Clause 3
Finance (No. 2) Bill
5:15 pm

Philip Dunne (Ludlow, Conservative)
I should like to raise a brief point, to which I hope the Financial Secretary will respond; it is the obverse of the point that I raised about tobacco duty. There has been an inflation-only increase on duty on beer, but there has been a freeze on spirits for, I think, the eighth Budget in succession; I may have got that wrong. In real terms, the duty on spirits has declined by 18.4 per cent. since 1997.

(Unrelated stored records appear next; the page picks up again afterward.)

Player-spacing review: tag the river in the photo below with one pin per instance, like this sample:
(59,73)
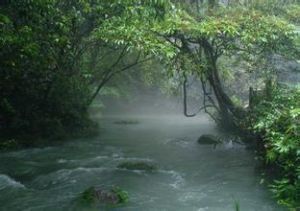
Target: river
(190,176)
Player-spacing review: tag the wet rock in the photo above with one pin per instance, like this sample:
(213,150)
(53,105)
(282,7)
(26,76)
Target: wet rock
(126,122)
(208,139)
(144,166)
(112,196)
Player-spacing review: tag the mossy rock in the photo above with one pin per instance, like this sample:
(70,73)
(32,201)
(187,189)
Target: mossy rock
(144,166)
(127,122)
(208,139)
(112,196)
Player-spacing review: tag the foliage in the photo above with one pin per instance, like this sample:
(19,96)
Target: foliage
(52,64)
(278,121)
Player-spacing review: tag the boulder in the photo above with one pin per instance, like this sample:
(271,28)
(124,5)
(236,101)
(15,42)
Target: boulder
(208,139)
(137,165)
(111,196)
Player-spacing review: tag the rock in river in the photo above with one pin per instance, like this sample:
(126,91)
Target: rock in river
(208,139)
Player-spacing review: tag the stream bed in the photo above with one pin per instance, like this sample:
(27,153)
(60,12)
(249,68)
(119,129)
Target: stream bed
(190,177)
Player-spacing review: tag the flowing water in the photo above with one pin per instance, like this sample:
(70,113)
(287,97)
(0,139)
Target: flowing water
(190,176)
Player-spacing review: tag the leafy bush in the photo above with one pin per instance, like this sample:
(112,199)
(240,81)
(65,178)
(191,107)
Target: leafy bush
(278,122)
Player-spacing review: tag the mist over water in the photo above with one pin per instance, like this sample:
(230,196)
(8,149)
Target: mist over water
(189,176)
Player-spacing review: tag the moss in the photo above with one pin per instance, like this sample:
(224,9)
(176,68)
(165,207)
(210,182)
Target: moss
(92,196)
(10,144)
(126,122)
(145,166)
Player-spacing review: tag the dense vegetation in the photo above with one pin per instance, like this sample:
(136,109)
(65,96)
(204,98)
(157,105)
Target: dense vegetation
(57,56)
(277,121)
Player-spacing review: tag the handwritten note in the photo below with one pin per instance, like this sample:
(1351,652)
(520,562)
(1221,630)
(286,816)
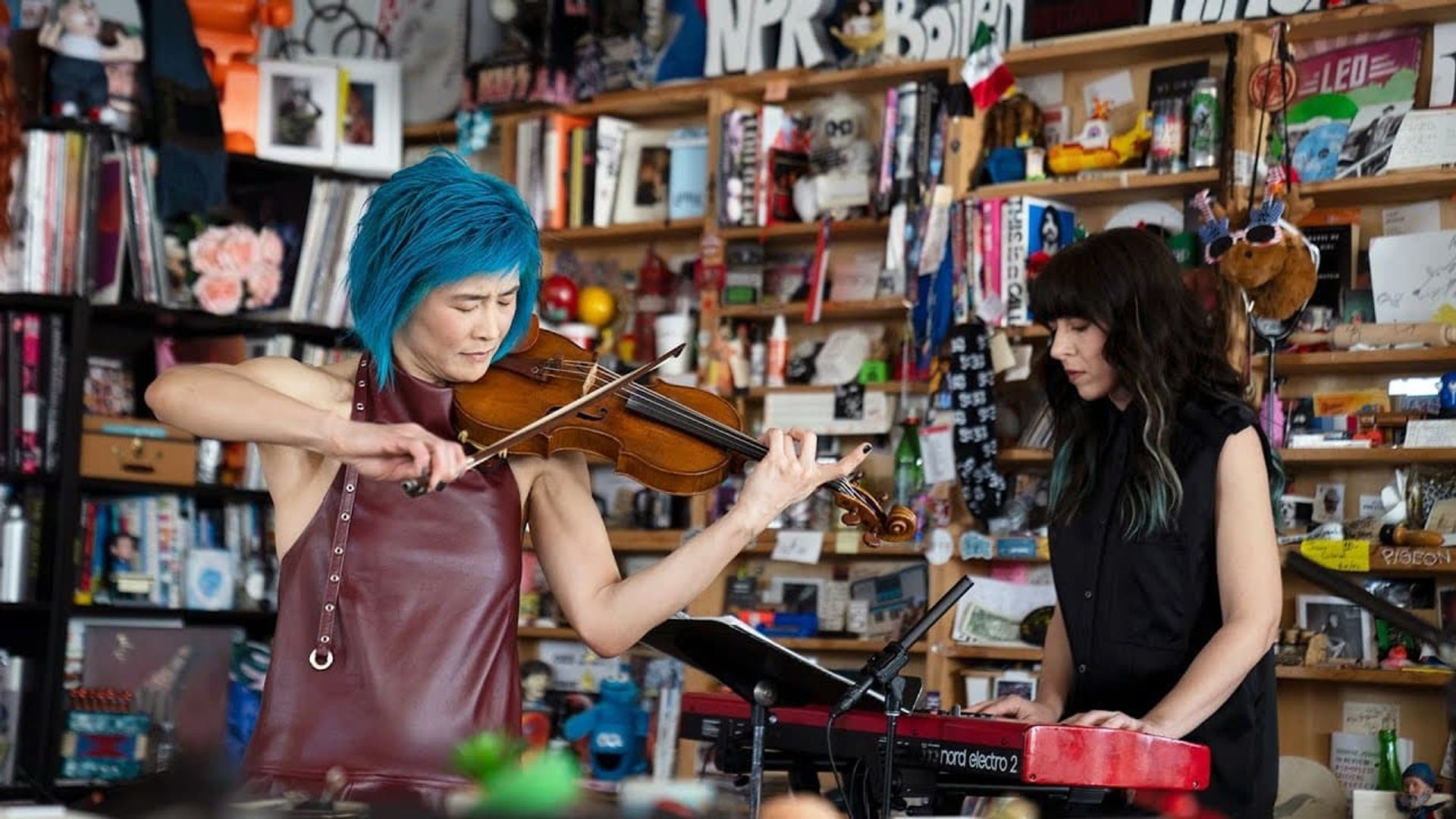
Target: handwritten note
(1340,556)
(1372,717)
(1427,139)
(799,547)
(1414,278)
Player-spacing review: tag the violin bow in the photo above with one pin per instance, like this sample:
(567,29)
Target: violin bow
(419,487)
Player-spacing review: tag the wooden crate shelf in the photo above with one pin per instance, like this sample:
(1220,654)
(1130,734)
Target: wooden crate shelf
(1388,188)
(877,309)
(1372,457)
(685,229)
(1011,653)
(1128,186)
(1362,362)
(1365,676)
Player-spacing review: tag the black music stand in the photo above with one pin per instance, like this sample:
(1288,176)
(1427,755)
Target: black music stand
(755,668)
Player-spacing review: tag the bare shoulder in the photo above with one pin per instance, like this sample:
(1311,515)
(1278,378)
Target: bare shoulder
(325,388)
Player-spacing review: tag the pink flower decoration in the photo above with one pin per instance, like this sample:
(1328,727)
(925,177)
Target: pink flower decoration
(206,253)
(218,295)
(271,246)
(240,251)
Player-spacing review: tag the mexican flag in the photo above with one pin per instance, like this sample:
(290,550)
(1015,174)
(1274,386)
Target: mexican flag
(984,72)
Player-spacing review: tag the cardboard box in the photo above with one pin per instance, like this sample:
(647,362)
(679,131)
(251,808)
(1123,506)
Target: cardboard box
(133,449)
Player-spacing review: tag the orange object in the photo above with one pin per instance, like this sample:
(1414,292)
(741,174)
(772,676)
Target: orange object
(669,438)
(229,36)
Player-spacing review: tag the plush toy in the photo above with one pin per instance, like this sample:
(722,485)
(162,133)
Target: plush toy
(840,159)
(1269,257)
(618,730)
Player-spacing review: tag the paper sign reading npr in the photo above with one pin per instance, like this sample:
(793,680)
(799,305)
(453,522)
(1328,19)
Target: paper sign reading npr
(1340,556)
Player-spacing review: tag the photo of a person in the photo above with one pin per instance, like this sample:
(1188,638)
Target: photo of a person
(359,115)
(651,183)
(297,114)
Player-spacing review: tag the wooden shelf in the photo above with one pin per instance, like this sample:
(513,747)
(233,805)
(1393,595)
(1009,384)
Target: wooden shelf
(201,491)
(1119,47)
(839,645)
(1025,457)
(1128,186)
(1373,457)
(676,229)
(1014,653)
(913,388)
(877,309)
(846,229)
(1366,676)
(1381,362)
(1394,187)
(1369,18)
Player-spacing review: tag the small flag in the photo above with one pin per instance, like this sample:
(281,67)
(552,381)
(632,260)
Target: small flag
(984,72)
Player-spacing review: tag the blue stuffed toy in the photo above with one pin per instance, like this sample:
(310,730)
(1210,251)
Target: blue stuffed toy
(618,727)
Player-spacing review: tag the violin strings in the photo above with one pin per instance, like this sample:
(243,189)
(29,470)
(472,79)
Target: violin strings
(673,411)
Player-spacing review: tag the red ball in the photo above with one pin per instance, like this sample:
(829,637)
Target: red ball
(558,299)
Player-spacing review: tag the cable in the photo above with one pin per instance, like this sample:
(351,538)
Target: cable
(829,745)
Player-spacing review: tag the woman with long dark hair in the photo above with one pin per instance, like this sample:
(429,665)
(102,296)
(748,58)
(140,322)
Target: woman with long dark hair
(1163,529)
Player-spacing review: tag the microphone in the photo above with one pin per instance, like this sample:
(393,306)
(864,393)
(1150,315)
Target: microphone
(887,662)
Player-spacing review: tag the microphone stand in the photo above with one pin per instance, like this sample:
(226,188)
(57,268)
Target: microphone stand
(884,668)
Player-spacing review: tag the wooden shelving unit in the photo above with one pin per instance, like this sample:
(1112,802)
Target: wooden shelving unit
(846,229)
(1388,188)
(634,232)
(1360,362)
(1109,187)
(1373,457)
(877,309)
(1365,676)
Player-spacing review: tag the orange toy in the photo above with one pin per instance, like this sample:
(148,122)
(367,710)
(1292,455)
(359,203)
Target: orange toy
(229,36)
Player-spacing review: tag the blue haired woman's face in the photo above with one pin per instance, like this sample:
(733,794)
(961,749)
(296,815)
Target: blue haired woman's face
(456,330)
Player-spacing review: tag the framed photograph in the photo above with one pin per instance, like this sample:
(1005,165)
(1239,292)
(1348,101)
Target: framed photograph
(642,183)
(1348,629)
(370,127)
(297,112)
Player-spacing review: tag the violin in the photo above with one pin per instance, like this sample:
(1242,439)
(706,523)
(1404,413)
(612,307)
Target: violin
(669,438)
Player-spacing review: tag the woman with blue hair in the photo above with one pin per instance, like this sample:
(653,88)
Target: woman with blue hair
(397,617)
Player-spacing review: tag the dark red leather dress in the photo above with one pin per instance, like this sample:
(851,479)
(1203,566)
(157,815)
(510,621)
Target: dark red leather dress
(397,626)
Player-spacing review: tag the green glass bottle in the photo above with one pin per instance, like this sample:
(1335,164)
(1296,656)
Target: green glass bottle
(1389,777)
(909,474)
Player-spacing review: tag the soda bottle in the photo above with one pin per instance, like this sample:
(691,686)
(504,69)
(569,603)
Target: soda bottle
(909,474)
(1389,777)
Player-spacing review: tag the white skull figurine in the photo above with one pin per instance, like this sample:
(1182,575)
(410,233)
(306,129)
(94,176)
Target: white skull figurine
(840,159)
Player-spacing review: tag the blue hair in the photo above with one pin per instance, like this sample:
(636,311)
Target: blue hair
(435,223)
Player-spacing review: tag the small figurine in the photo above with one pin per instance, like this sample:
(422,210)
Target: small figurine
(1420,786)
(79,83)
(618,730)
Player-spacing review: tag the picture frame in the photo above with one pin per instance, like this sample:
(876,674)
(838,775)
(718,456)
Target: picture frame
(370,111)
(297,112)
(644,177)
(1348,627)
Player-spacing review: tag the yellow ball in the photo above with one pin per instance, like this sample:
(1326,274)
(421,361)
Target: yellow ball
(596,306)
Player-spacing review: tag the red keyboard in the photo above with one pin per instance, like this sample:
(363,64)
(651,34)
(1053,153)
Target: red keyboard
(962,749)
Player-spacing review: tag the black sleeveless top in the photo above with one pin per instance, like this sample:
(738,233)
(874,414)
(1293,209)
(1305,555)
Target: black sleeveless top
(1139,611)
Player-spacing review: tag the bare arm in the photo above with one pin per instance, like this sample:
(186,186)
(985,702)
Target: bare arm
(1248,589)
(612,614)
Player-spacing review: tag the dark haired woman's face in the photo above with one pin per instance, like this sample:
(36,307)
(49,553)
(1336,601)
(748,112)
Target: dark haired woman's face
(1076,344)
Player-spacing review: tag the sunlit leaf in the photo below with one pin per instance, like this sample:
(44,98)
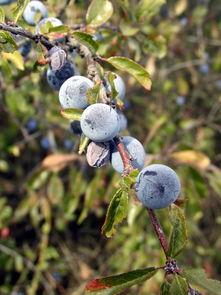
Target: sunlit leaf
(137,71)
(116,284)
(148,8)
(86,40)
(198,277)
(21,4)
(116,212)
(16,58)
(191,157)
(99,12)
(179,286)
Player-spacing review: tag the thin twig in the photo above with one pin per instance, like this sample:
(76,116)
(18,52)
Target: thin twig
(158,230)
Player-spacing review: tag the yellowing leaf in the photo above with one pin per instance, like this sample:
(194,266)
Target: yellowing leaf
(197,159)
(180,7)
(15,58)
(99,12)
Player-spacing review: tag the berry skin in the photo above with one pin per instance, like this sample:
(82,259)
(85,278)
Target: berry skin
(98,154)
(157,186)
(32,9)
(73,92)
(122,121)
(75,127)
(100,122)
(135,150)
(57,78)
(119,86)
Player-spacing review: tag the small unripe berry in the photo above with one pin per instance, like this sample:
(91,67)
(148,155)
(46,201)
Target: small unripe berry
(32,9)
(157,186)
(73,92)
(100,122)
(135,150)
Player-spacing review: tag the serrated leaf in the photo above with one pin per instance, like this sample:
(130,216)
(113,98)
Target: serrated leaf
(60,29)
(148,8)
(116,212)
(93,93)
(18,11)
(2,15)
(99,12)
(179,286)
(83,144)
(198,277)
(7,43)
(86,40)
(178,236)
(116,284)
(165,288)
(191,157)
(137,71)
(72,114)
(16,58)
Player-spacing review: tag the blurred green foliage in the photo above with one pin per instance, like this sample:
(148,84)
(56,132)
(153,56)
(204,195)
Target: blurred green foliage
(52,213)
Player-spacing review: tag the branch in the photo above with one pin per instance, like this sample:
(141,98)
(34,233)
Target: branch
(158,230)
(19,31)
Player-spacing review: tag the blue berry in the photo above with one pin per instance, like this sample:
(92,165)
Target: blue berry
(45,143)
(157,186)
(57,78)
(100,122)
(32,9)
(135,150)
(73,92)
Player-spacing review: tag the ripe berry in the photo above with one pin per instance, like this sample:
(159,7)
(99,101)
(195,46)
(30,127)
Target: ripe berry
(157,186)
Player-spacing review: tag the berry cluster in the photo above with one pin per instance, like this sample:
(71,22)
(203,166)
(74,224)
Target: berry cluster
(157,186)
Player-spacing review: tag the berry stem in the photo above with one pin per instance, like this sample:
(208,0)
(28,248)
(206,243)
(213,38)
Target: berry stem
(124,156)
(158,230)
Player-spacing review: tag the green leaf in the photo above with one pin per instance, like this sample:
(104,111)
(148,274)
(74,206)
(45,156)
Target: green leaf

Put that in the context of the public health aspects of excise duty, which were part of the justification for the increase in tobacco duty. Today we have learned that the primary justification for the increases in excise duty on alcohol is to do with revenue, yet the incidence of alcohol as a cause of admission to hospitals is increasing steadily.
According to my calculations, there was a rise of4.6 per cent. between 1997 and March 2003, the last period for which statistics are available in the 2004 statistical bulletin. That is an increase of 8,000 to 176,100 admissions in which alcohol is cited as the primary reason, or is referred to, in the relevant note. There is at least a case—I should be interested to hear whether the Financial Secretary considered it during his preparation for the Budget—for using excise duties as a means of improving public health in relation to alcohol-induced illness.